Shukla told the media such a marriage would be against Hinduism.
“I am against the choice of venue, she will not be allowed to marry herself in any temple. Such marriages are against Hinduism. This will reduce the population of Hindus. If anything goes against religion then no law will prevail,” she told India’s ANI news agency.
Bindu says she called at least 25 Hindu priests to perform the wedding rituals but to no avail. Ultimately, technology came to the rescue. The hymns and wedding chants were played on a Bluetooth speaker in Bindu’s house when the wedding finally took place.
Like a proper Indian bride, she got a full bridal mehndi (henna) on her hands and feet a day before the marriage ceremony. On her big day, she invited a makeup artist to get a bridal look.
“After my wedding, I received a lot of questions about how my sex life is going to be. While it is true that I have pledged not to date, remarry or have sexual relations with anyone but myself, I can fulfil my needs fully,” she said.
Anusnigdha says sologamy can be healthy only if treated as one phase of her life.
“She should not shut herself down. The healthy way to do it is to be open, in case she finds someone who can compliment her. There should be no guilt or anxiety in moving on, or her overall growth and development could get affected,” she says.
‘Concept Needs Better Understanding’
Neha Bhatt, a licensed sex and trauma therapist who writes on culture, abuse and relationships, says people have chosen to live with themselves – unmarried – since ancient times.
“It can be called different things in different cultures but it has existed for a long time. In tribal cultures, there was always the unwed woman or man,” she says.
According to her, sologamy is a radical move against patriarchy, a social justice expression, and an announcement of breaking away from the stereotypical expectations put on women.
In that sense, she says, it could be an empowering choice. “Many people can have many different ways of deciding what makes sense to them in terms of intimacy, and what kind of commitment is most nourishing for them,” she says.
Dr Saurabh Mehrotra, a psychiatrist at Medanta Hospital near New Delhi, says it is likely that sologamy will increase in future.
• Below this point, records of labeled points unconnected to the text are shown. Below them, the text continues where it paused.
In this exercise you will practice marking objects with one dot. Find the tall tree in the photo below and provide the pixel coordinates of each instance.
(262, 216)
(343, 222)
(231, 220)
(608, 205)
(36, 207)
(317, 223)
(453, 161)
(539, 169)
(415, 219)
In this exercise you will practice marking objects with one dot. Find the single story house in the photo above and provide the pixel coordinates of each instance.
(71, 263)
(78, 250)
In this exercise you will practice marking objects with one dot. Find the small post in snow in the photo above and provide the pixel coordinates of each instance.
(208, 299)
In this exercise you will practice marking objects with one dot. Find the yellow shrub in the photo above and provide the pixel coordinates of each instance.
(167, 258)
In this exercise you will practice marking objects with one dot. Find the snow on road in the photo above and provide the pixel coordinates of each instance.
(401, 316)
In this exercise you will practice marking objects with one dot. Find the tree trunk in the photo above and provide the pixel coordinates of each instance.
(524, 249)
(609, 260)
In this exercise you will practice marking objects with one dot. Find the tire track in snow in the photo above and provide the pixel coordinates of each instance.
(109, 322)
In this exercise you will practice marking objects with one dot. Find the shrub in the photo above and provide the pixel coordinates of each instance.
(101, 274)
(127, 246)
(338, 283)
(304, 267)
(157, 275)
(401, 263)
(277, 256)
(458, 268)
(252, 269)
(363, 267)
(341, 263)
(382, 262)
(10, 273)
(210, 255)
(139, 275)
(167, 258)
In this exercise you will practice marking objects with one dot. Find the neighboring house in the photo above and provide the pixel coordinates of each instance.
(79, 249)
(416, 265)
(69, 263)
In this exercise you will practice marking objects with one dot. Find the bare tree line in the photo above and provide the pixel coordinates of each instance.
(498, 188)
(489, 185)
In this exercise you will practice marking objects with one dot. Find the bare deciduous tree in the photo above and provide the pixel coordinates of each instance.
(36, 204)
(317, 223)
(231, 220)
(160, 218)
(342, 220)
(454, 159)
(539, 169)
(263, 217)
“The trend will only increase with time since a substantial part of the world’s population is either single, unmarried, separated or divorced. And the concept of self-love is also getting more acceptability,” he said.
Advising against dismissing sologamy as a bizarre act, he says, “The concept needs better understanding. As of now, we hardly have any data to understand if there are patterns in the cases.”
The flip side to sologamy, according to Mehrotra, is that it can cut people off from other relationships and even lead to isolation.
Bhatt believes that linking Bindu’s childhood experiences with her decision to marry herself could be dangerous.
“To say that Bindu, as a survivor of sexual abuse, has married herself as a reaction to the abuse would be incorrect because that would mean we are pathologising the person,” she says.
“People don’t choose alternative modes of expressing their identities because something wrong has happened to them.”
At Bindu’s home in Gujarat, meanwhile, the media attention she had been getting for more than a month has finally stopped and the monsoon rains have started pouring.
She says this is the best time to go for her honeymoon – a vacation with herself to celebrate the marriage.